Thursday, February 3, 2022

Meet the illustrator Catherine Louis from Switzerland





Printed in text, relief and Braille, the book tells the story of Bianca, a blind little girl who discovers the world around her. A different world.



This image comes from Il giardino di Nonna Li (Grandma Li's Garden). Every morning Nonna Li goes to the river of the singing bridge to fill her two jars with water. The little Yun who accompanies her notices that one of her two is losing. Why doesn't she replace it with a new one? Because she so she waters and makes the flowers grow along the way. Being old and a little cracked doesn't make an object useless! A sweet tale about the wear of time and the beauty of the world. With a few Chinese words to discover along the road that leads to the Song Bridge river.

In this interview Catherine talks about the Chinese influence you can see in her illustrations: I think I've been drawn to the images of this culture since I was 12, 13. Then there were many meetings, and for years I also practiced martial arts; but I have always thought that calligraphy was something exclusively of the Chinese. I was overwhelmed by emotion when one day I saw an exhibition of Chinese painting and calligraphy and I met the artist… she was (an African American woman) seventy years old, very outgoing. We became friends and she sent me to a calligrapher to practice this art; then we went to China, with him and twelve students, to work for fifteen days with the great masters of Chinese calligraphy. I hate travelling as a tourist, but discovering a little piece of China while practicing calligraphy is something exceptional. So it came to my mind to tell Chinese culture through stories and legends.

Catherine Louis was born in 1963 in La Neuveville, a small town in the Bernese Jura, surrounded by vineyards. To date she has created 130 works: illustrated storybooks, collections of poems, picture books, leporellos, books as objects, song collections, early-reader books, and even books for artists. She employs a range of techniques, line drawings, collage, paper cut-outs, linocuts and digital work for her illustrations. Her first picture book was published in German: Die Möwe Fridolin (Fridolin the seagull). An early work, Léon et Ciboulette (1996) was included in the White Ravens selection in 1997 and the IBBY Honour List in 1998.  IBBY.org

There are English language editions of books illustrated by Catherine Louis published here in Australia by Walker Books. You can see more books by Catherine on her web site

Here are the five books submitted to the Hans Christian Andersen judges:  Mô et le maître du temps  (Mo and the Master of time), Le rat m'a dit. La vraie histoire de l'horoscope chinois  (The rat told me. The true story of the Chinese zodiac), both written by Marie Sellier and published by Picquier Jeunesse, Les yeux de Bianca  (Bianca's eyes, written by Marie Sellier and published by Loisirs et pédagogie),  Contes d’Orient  (Tales of the Orient, written by Jihad Darwiche and published by Saltimbanque) and  Mon imagier chinois  (My little book of Chinese words, written by Shi Bo and published by Picquier Jeunesse).
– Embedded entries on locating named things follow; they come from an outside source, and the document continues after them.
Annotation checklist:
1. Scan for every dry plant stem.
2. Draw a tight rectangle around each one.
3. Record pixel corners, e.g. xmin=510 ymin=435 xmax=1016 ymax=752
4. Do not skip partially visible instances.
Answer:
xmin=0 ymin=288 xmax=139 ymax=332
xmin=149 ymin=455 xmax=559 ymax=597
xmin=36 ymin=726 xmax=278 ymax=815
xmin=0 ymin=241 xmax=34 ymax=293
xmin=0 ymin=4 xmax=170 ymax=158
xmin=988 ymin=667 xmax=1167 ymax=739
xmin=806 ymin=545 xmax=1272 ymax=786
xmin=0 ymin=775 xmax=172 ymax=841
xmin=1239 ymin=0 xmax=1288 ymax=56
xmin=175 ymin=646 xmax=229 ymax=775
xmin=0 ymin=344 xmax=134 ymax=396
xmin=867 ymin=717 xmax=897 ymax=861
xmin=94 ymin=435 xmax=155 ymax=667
Translated from French, the book What the Rat Told Me is a retelling of a folktale about the creation of the Chinese Zodiac. This is a story of a trickster—the rat—and how each animal was chosen for the zodiac. As the Emperor, ruler of Heaven and Earth, invites all the animals to visit him before sunrise at the top of Jade Mountain, the clever rat devises a plan—he tricks the cat into sleeping late with a promise to wake her up in the morning. The rat cleverly ignores his promise, and hops on the ox to ride up Jade Mountain to be the first to reach the emperor. Each animal that arrives at the mountain top is rewarded with a year for all time. Since the cat remained asleep, she has been left out of the Chinese calendar. And this, the reader is informed, is why the cat and the rat are not friends.



2 comments:

kinderbooks said...

I am so enjoying learning about these illustrators and even more surprised to find we have books by them in our library. We have two by this Swiss illustrator.

Momo said...

That is fantastic BUT I am not at all surprised to discover you have her books. So interesting that a Swiss illustrator has taken on such a strong Chinese influence.